Management of a grid with a large complement of unsteady, non-conventional energy is a difficult task. There is the issue of balancing the power generated by solar, wind and thermal generation units.

“The problem will be much more complex when the planned 150,000 MW of green energy is added to the grid”, said S Akshaya Kumar, Chairman, Tamil Nadu State Electricity Regulatory Commission.

“Solar availability is dependent on the intensity of sun rays. It starts during the day, attains the peak, declines and becomes zero. If it is said that we get 3000 MW, it means it will be available from 11 am to 3 pm and for the rest of the time we need to look for other sources. This would put a lot of strain on thermal power plants. Such a large quantity of energy cannot be stored at optimal cost. We need to operate the thermal stations in tandem with solar energy ramping up and ramping down capacities in short time, which is difficult. The same is also true of utilising available in spurts wind energy,” said Kumar.


Large wind power capacity...

Today Tamil Nadu has over 7000 MW of wind power and accounts for the largest share of such capacity in India. “Imagine the entire country operates 150,000 MW of green energy all, more or less, at the same time. Management of the grids and inter-transfers will call for much larger efforts,”said Kumar.

Kumar has researched on such management in other countries. He cited the experience of Spain with the total demand at 35,000 MW: “total installed capacity in Spain is 135,000 MW. Wind energy

penetration is close to 20,000 MW. Another 20,000 MW comes from gas-based thermal power, around 12,000 MW from hydel stations and around 3000 MW from pumped storage. The state does have the flexibility to connect wind energy to gas and hydropower generations, which lends for easy start up and slow down. We do not have that comfort,” Kumar pointed out.

In Tamil Nadu, hydel power capacity is low and pumped storage capacity at Kadamparai is just 400 MW.


Course of power development in TN

In an interaction at Economist House, Kumar provided a breezy account of the process of power development in Tamil Nadu which, for long, earned a reputation for its lead in planning and managing large capacity power generation and distribution: “Tamil Nadu used to be the leader in power sector. We used to be No.1 or No.2 in every parameter. Till the 1990s we planned and executed capacity expansion in quick succession. Ennore, Tuticorin, Mettur and North Chennai power plants were launched in a continuous stream. Till 1987, Central plan funding for power sector was sizeable accounting for up to 50 percent of outlays,” said Kumar.

With the Centre experiencing a severe finance crunch, plan expenditure received drastic cuts. There were no more central allocations for power development by the states.  Post-1991 the sector was opened for FDI with promised return of 16 per cent on investments. A lot of incentives were provided.
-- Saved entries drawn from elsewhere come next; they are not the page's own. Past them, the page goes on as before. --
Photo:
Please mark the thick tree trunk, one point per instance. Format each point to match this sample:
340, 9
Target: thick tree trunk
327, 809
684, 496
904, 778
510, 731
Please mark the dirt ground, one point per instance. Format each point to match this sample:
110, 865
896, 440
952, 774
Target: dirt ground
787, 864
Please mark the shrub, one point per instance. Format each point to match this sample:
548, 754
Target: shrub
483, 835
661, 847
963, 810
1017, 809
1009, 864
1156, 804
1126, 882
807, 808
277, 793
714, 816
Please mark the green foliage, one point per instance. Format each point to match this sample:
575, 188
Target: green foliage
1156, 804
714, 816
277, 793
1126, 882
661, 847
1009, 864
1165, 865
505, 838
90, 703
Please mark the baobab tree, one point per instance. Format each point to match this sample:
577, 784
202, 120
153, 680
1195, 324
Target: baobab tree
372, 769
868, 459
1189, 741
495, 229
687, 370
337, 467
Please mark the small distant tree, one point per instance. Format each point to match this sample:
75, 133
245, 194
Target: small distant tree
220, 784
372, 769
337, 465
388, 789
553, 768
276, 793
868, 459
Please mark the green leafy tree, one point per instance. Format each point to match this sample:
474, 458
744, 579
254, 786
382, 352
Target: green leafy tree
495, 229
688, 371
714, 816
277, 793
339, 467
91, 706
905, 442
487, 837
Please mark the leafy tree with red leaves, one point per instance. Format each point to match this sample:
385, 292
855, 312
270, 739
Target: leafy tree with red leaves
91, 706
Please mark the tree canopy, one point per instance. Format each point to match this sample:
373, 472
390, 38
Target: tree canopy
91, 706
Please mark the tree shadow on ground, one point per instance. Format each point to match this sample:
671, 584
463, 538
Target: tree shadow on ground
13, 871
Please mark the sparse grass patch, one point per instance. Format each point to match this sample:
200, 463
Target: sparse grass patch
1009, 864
I remember the spate of projects like Enron at Dabhol in Maharashtra, a German consortium interested in a 1500 MW mining cum power project at Neyveli and the Hinduja project at Visakhapatnam. Disappointingly, none of these materialised then. With the simultaneous stoppage of public sector investments, power sector expansion suffered. Kumar pointed to only five out of the 14 MoUs on power materialising.
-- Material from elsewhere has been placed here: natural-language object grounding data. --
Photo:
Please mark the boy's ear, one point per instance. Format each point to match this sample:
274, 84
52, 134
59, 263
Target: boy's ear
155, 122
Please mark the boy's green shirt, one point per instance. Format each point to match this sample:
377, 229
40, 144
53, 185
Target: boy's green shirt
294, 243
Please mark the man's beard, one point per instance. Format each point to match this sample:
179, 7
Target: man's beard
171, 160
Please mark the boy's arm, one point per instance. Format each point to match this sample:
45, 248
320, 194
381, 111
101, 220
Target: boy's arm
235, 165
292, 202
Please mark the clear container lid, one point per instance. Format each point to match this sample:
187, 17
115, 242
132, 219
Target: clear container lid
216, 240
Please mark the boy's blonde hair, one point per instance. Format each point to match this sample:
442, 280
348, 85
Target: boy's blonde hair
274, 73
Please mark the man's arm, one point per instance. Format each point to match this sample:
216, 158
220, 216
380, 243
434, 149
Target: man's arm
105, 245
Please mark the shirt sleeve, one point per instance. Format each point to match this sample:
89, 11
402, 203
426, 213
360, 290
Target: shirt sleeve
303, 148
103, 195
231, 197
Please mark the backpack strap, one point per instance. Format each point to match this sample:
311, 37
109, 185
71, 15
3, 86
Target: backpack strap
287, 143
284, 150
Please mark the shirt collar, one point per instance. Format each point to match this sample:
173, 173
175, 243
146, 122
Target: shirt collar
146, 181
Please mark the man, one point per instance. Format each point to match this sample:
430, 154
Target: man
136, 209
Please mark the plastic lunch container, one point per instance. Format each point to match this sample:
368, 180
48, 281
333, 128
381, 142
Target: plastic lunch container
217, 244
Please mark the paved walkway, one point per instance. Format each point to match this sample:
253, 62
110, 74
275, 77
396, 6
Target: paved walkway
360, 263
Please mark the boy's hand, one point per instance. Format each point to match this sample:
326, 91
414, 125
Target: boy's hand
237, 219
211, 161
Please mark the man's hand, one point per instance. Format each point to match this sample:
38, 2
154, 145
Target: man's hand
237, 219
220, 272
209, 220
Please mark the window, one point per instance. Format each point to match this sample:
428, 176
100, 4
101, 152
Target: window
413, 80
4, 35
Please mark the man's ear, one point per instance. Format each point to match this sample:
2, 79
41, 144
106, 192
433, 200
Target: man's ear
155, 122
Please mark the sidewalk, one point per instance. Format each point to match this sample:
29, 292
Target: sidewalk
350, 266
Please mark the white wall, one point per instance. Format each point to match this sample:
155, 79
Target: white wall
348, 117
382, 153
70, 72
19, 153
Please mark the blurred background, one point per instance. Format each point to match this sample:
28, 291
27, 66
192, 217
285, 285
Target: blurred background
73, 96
“These were based on petroleum feedstock and modest capacities. At the time of conception naphtha was priced at Rs 3000 per kl, but shot up to Rs 78,000. The cost of production and hence the purchases rose in tandem. The mismatch was so drastic that at one time the state was facing a deficit of 4500 MW, which was 50 per cent of installed capacity,” said Kumar.

The needed corrections in policies were made to make investments viable. But this took over a decade and precious time was lost. In three successive five-year plans additions to generation capacity were less than half the target set.


An opportunity missed

Kumar felt that it was a mistake to have missed the chance to set up an LNG terminal at Chennai along with a gas grid proposed by the Dakshin Bharat Energy Consortium led by the Birlas. The promoters felt that the project will be viable only if a 1500 MW power plant was a part of it. The project envisaged supply of gas to the power plant and piped gas to the city offered a fixed price of $ 3.75 per 1000 BTU for 25 years. At that point, the price was considered high and the project didn’t take off.
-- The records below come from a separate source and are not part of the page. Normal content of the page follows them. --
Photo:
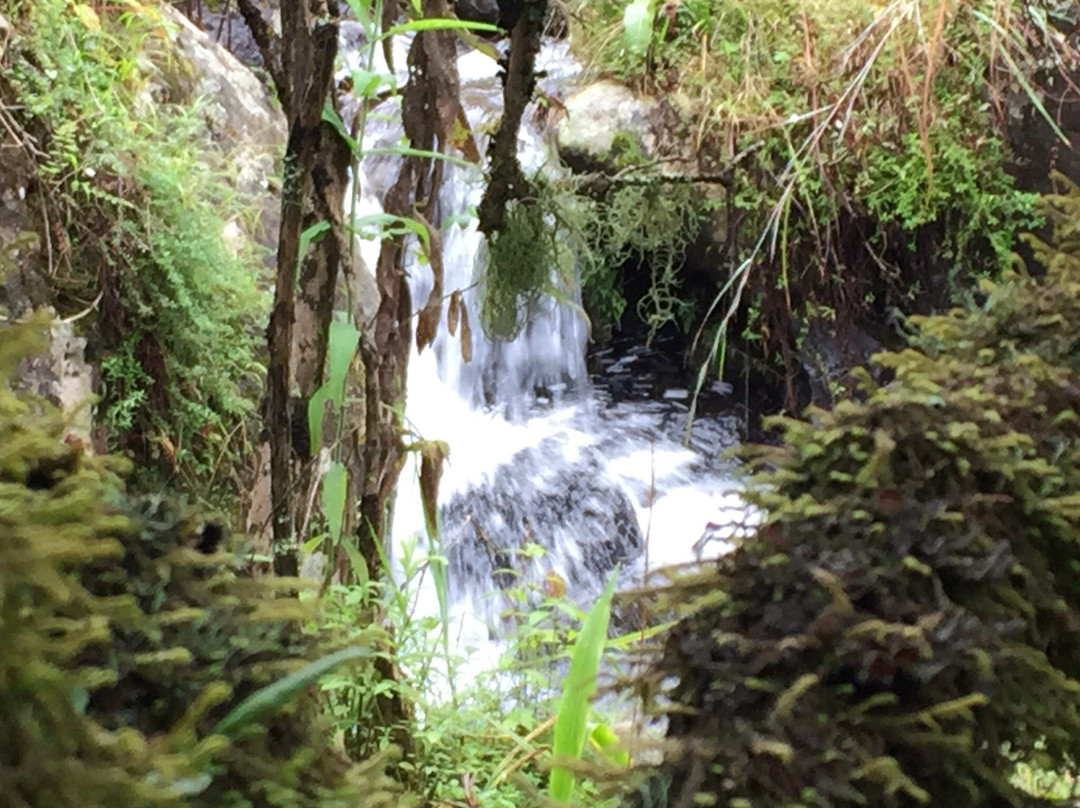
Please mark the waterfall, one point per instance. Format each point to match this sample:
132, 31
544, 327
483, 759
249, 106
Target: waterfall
540, 454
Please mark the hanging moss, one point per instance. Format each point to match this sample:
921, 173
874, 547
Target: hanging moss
129, 632
905, 625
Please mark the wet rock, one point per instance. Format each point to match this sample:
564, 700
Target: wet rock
241, 116
599, 119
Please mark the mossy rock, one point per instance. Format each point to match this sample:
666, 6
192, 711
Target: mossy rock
905, 627
129, 632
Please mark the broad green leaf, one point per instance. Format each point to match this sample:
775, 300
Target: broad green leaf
340, 349
335, 486
356, 562
570, 732
437, 24
272, 697
366, 83
637, 26
391, 225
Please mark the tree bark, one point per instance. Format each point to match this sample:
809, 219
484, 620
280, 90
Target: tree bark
301, 65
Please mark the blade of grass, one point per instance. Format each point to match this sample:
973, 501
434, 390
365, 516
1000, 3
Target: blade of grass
569, 740
273, 697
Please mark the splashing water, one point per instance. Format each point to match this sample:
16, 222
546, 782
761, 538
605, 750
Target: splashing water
540, 454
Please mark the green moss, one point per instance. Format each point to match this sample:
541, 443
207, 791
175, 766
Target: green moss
129, 632
130, 188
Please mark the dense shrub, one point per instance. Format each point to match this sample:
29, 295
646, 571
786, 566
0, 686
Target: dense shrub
905, 625
127, 634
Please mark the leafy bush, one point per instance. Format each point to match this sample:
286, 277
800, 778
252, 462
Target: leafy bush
129, 634
905, 625
134, 212
871, 143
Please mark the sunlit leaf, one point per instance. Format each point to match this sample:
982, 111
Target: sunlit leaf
454, 312
437, 24
331, 116
607, 742
273, 697
341, 347
637, 26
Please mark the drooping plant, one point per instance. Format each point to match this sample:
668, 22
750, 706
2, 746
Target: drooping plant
903, 629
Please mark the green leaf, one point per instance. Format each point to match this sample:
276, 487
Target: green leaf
439, 24
366, 83
335, 485
273, 697
331, 117
312, 233
637, 26
569, 732
341, 348
608, 743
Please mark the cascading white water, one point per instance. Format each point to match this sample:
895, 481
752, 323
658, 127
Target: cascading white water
539, 454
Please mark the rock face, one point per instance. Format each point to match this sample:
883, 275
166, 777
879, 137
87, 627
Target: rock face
246, 130
240, 112
596, 116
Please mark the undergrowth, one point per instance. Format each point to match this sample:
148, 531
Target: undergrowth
902, 629
871, 142
485, 707
135, 207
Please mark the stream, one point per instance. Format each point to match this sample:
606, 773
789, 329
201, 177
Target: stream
562, 465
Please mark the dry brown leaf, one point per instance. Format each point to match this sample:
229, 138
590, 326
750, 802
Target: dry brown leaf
432, 455
427, 324
466, 334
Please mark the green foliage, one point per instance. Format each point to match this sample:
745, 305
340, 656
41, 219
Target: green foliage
595, 226
903, 628
483, 728
129, 634
526, 259
138, 209
869, 139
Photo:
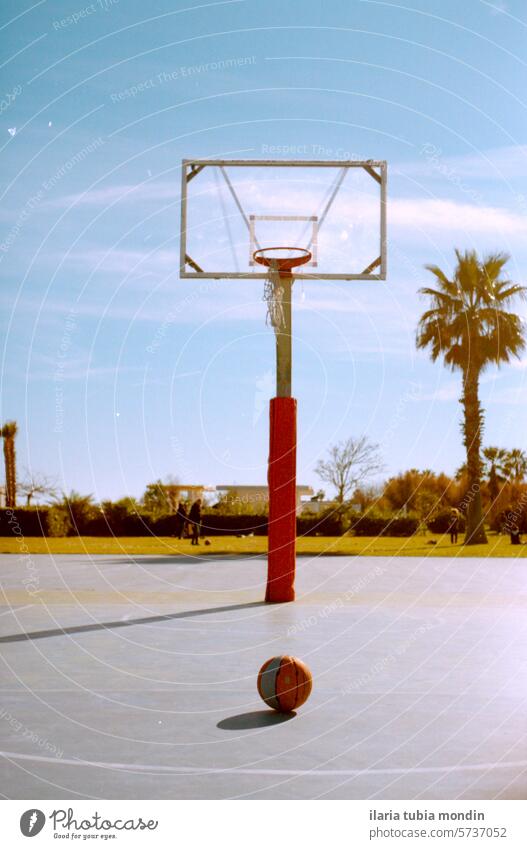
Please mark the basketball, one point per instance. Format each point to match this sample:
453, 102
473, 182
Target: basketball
284, 683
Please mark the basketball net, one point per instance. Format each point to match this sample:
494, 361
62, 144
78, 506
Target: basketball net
274, 298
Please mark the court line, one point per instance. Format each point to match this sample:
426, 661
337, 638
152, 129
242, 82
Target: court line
16, 609
246, 771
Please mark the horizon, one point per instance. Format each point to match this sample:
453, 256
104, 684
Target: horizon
117, 372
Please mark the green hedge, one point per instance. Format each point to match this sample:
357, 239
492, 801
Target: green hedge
24, 521
116, 521
440, 524
375, 526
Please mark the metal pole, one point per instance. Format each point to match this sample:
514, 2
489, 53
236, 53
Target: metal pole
284, 342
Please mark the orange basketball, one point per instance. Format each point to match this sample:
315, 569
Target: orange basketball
284, 683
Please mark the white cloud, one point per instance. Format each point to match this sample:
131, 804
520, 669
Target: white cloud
449, 216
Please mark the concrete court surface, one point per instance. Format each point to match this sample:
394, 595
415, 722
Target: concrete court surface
139, 679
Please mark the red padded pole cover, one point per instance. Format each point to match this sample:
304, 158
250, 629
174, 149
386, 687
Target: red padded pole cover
282, 501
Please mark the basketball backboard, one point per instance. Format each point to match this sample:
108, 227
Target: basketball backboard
335, 210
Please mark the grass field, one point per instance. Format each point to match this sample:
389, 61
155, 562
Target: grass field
417, 546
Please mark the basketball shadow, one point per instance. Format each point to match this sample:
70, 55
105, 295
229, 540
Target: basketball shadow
254, 719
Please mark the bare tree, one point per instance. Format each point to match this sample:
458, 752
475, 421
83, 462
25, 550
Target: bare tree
35, 484
349, 463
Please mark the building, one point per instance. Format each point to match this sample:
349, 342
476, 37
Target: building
177, 492
257, 497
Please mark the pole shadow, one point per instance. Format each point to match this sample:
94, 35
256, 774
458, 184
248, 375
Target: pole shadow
127, 623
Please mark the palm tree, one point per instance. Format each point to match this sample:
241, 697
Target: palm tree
516, 464
8, 432
469, 326
496, 469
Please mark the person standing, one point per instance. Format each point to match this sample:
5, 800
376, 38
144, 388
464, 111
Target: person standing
181, 520
454, 525
195, 521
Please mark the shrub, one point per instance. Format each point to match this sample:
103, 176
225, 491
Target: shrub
233, 525
117, 519
440, 523
23, 521
374, 526
58, 523
508, 518
331, 523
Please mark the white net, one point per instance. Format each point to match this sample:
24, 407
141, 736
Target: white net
274, 298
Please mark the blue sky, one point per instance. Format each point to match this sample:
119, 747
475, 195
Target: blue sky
118, 372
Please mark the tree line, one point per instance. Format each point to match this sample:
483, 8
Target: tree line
469, 325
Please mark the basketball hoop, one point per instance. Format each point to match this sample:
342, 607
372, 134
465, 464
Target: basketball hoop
279, 268
281, 264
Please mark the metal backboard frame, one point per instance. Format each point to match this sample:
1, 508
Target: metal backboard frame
191, 168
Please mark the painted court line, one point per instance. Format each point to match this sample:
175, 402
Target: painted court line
16, 609
248, 771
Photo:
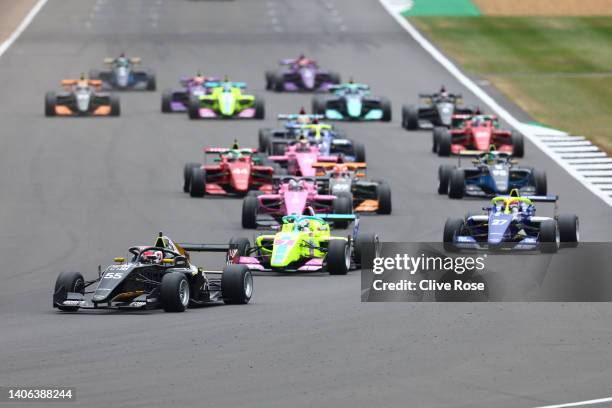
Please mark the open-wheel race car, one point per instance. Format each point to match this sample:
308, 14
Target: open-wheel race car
510, 223
305, 244
123, 74
292, 196
156, 276
81, 97
492, 173
476, 133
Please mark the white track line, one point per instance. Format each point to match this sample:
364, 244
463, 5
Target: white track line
22, 26
535, 134
578, 404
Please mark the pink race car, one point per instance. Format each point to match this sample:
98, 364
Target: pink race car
292, 196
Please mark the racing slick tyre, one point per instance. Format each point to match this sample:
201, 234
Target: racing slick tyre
359, 152
452, 227
187, 171
264, 136
444, 142
174, 292
410, 117
260, 109
539, 182
456, 185
151, 81
115, 106
167, 101
342, 205
383, 194
338, 259
250, 207
72, 282
194, 107
385, 105
50, 102
444, 172
365, 245
548, 236
197, 185
242, 245
518, 145
236, 284
568, 230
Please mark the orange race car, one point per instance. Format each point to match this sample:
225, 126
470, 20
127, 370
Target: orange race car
81, 97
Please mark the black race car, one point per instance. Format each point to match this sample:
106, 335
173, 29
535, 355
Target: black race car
436, 109
158, 276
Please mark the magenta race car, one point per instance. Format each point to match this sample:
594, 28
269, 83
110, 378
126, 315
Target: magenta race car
300, 74
291, 196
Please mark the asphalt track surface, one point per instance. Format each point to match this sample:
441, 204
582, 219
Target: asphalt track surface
77, 192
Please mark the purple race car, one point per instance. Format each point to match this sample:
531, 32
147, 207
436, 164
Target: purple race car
178, 101
301, 74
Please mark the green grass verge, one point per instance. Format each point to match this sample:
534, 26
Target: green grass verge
557, 69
“If only we had clinched it, power could be produced at just Rs 1.50 per KWH. In hindsight it appeared a colossal mistake,” said Kumar.

Kumar pointed to coal prices shooting up when several projects including UMPP, factoring a low cost of generation assuming coal prices to be constant.

Today power prices are determined in two parts – fixed cost on investments made and variable cost on the cost of fuel. Overall costs have been on the rise. But state-run power utilities face the constraint of low tariffs and the difficulty to increase these. Even the three per cent return on investment mandated for electricity boards could not be earned. The Electricity Regulation Act of 1998 and the Electricity Act of 2003 have been trying for corrections like separating generation, transmission and distribution and open access.

Today the law permits the distributor to purchase directly from the generator and for cross-subsidisation. The regulation commission fixes the tariff.

Kumar pointed to the additions to capacity in Tamil Nadu that have taken place in the last couple of years that have substantially improved supplies and averted power cuts. An average daily consumption of around 280 million units had been met through the difficult summer months. Still, with economic development, demand is increasing at the rate of 10 per cent per annum. The impressive plans of addition would help manage the demand-supply situation effectively, felt Kumar.